GLM-5.2 OpenAI-Compatible API: A Hands-On Guide to Reasoning Effort, Function Calling, and Long-Context Retrieval

Disclosure: Some links in this article are affiliate links. AI Maestro may earn a commission if you make a purchase, at no…

By AI Maestro June 23, 2026 5 min read
GLM-5.2 OpenAI-Compatible API: A Hands-On Guide to Reasoning Effort, Function Calling, and Long-Context Retrieval

The GLM-5.2 model now offers an OpenAI-compatible API that supports reasoning effort controls, function calling, and long-context retrieval. This guide demonstrates how to configure the client, manage costs, and test these features in a practical workflow.

Setting Up the Client and Chat Wrapper

The tutorial begins by defining multiple provider options, including ZAI, OpenRouter, Together, Requesty, and Hugging Face. It securely loads the API key and creates a reusable chat wrapper. This wrapper handles standard chat, thinking mode, streaming, tool calling, and token tracking.

The code sets up the OpenAI client with specific base URLs for each provider. It defines a `load_api_key` function that checks Google Colab userdata, system environment variables, or prompts the user for input if necessary.

Cost tracking is implemented via a `_track` function that accumulates input tokens, output tokens, and call counts. A helper function, `get_reasoning`, extracts hidden reasoning traces from the model’s response, checking for `reasoning_content` attributes in the message, extra fields, or the dictionary representation.

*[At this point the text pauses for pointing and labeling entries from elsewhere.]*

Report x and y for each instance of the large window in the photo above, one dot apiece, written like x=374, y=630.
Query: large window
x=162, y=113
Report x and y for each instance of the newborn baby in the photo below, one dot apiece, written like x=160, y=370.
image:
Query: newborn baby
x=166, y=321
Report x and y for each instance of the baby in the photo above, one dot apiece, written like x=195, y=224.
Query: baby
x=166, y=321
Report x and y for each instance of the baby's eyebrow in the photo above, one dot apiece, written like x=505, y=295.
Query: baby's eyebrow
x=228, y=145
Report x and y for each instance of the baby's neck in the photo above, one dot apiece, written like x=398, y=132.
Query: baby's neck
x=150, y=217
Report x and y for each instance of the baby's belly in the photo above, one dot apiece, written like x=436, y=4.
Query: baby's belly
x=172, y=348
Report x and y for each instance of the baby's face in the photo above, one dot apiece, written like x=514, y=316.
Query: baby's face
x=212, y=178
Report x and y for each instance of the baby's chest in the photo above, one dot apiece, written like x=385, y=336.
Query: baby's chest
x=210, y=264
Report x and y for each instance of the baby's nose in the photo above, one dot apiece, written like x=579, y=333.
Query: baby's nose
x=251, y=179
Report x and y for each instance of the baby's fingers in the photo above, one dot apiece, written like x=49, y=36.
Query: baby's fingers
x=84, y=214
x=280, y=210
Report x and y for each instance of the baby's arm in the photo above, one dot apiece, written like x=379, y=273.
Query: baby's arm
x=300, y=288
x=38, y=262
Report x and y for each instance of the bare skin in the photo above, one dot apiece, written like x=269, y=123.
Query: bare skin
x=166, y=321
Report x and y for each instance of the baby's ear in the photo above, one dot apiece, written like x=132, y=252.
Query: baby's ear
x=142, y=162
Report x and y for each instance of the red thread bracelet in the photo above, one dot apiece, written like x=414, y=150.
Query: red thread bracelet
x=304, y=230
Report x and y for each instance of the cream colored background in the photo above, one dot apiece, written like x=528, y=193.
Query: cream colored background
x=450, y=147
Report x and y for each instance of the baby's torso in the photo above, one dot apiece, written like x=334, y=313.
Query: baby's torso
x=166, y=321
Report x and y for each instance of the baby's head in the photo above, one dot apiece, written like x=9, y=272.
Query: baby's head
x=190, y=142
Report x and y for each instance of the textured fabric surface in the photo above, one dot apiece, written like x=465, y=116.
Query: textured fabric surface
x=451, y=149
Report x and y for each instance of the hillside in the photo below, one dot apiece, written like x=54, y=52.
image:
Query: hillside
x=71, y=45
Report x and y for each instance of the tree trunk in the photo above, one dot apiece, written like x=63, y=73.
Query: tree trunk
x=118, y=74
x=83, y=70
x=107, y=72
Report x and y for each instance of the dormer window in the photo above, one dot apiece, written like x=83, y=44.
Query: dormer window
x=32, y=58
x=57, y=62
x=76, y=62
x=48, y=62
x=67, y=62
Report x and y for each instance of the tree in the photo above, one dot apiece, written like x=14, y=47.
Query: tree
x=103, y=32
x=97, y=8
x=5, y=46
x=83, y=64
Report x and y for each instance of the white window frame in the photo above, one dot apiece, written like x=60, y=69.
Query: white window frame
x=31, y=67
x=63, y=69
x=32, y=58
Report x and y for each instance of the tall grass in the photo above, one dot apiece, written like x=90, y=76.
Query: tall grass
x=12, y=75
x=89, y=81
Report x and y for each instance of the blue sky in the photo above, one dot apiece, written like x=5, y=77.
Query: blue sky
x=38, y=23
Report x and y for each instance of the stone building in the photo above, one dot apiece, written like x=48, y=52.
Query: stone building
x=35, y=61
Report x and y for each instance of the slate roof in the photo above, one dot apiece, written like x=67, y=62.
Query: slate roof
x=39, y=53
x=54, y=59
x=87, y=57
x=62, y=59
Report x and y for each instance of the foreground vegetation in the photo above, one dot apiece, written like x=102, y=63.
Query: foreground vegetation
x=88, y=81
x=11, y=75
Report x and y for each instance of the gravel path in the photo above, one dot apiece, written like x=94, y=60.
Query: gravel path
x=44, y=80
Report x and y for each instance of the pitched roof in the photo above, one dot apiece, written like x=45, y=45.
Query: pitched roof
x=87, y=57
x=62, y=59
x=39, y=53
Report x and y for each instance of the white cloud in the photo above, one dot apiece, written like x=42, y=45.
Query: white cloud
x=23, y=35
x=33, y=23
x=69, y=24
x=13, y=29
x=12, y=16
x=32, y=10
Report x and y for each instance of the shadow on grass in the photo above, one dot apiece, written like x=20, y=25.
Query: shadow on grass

The main `chat` function accepts parameters for reasoning effort, thinking mode, streaming, and tool selection. It constructs an `extra_body` dictionary to pass GLM-specific settings like `thinking` and `reasoning_effort` alongside standard OpenAI arguments.

import sys, subprocess
subprocess.run([sys.executable, "-m", "pip", "install", "-q", "-U", "openai"], check=False)
import os, re, json, time, getpass
from openai import OpenAI
PROVIDERS = {
   "zai":         {"base_url": "https://api.z.ai/api/paas/v4/",   "model": "glm-5.2",        "env": "ZAI_API_KEY"},
   "openrouter":  {"base_url": "https://openrouter.ai/api/v1",    "model": "z-ai/glm-5.2",   "env": "OPENROUTER_API_KEY"},
   "together":    {"base_url": "https://api.together.xyz/v1",     "model": "zai-org/GLM-5.2","env": "TOGETHER_API_KEY"},
   "requesty":    {"base_url": "https://router.requesty.ai/v1",   "model": "zai/glm-5.2",    "env": "REQUESTY_API_KEY"},
   "huggingface": {"base_url": "https://router.huggingface.co/v1","model": "zai-org/GLM-5.2","env": "HF_TOKEN"},
}
PROVIDER = "zai"
CFG   = PROVIDERS[PROVIDER]
MODEL = CFG["model"]
def load_api_key(env_name):
   try:
       from google.colab import userdata
       v = userdata.get(env_name)
       if v: return v
   except Exception:
       pass
   if os.environ.get(env_name):
       return os.environ[env_name]
   return getpass.getpass(f"Enter your {env_name}: ")
client = OpenAI(api_key=load_api_key(CFG["env"]), base_url=CFG["base_url"])
PRICE_IN_PER_M, PRICE_OUT_PER_M = 1.40, 4.40
_USAGE = {"in": 0, "out": 0, "calls": 0}
def _track(usage):
   if usage:
       _USAGE["in"]    += getattr(usage, "prompt_tokens", 0) or 0
       _USAGE["out"]   += getattr(usage, "completion_tokens", 0) or 0
       _USAGE["calls"] += 1
def get_reasoning(obj):
   """Pull GLM's hidden reasoning trace from a message/delta (a provider-extra field)."""
   val = getattr(obj, "reasoning_content", None)
   if val: return val
   extra = getattr(obj, "model_extra", None) or {}
   if extra.get("reasoning_content"): return extra["reasoning_content"]
   try:    return obj.to_dict().get("reasoning_content")
   except Exception: return None
def chat(messages, effort=None, thinking=True, tools=None, tool_choice="auto",
        stream=False, max_tokens=2048, temperature=1.0, tool_stream=False):
   """
   effort:   None | "high" | "max"   (GLM-5.2 thinking-effort level; max is the model default)
   thinking: True -> deep thinking on; False -> off (fast, cheap, low-latency)
   GLM-specific params go through extra_body so any OpenAI client works.
   """
   extra = {"thinking": {"type": "enabled" if thinking else "disabled"}}
   if effort and thinking: extra["reasoning_effort"] = effort
   if tool_stream:         extra["tool_stream"] = True
   kwargs = dict(model=MODEL, messages=messages, max_tokens=max_tokens,
                 temperature=temperature, stream=stream, extra_body=extra)
   if tools:
       kwargs.update(tools=tools, tool_choice=tool_choice)
   if stream:
       kwargs["stream_options"] = {"include_usage": True}
   return client.chat.completions.create(**kwargs)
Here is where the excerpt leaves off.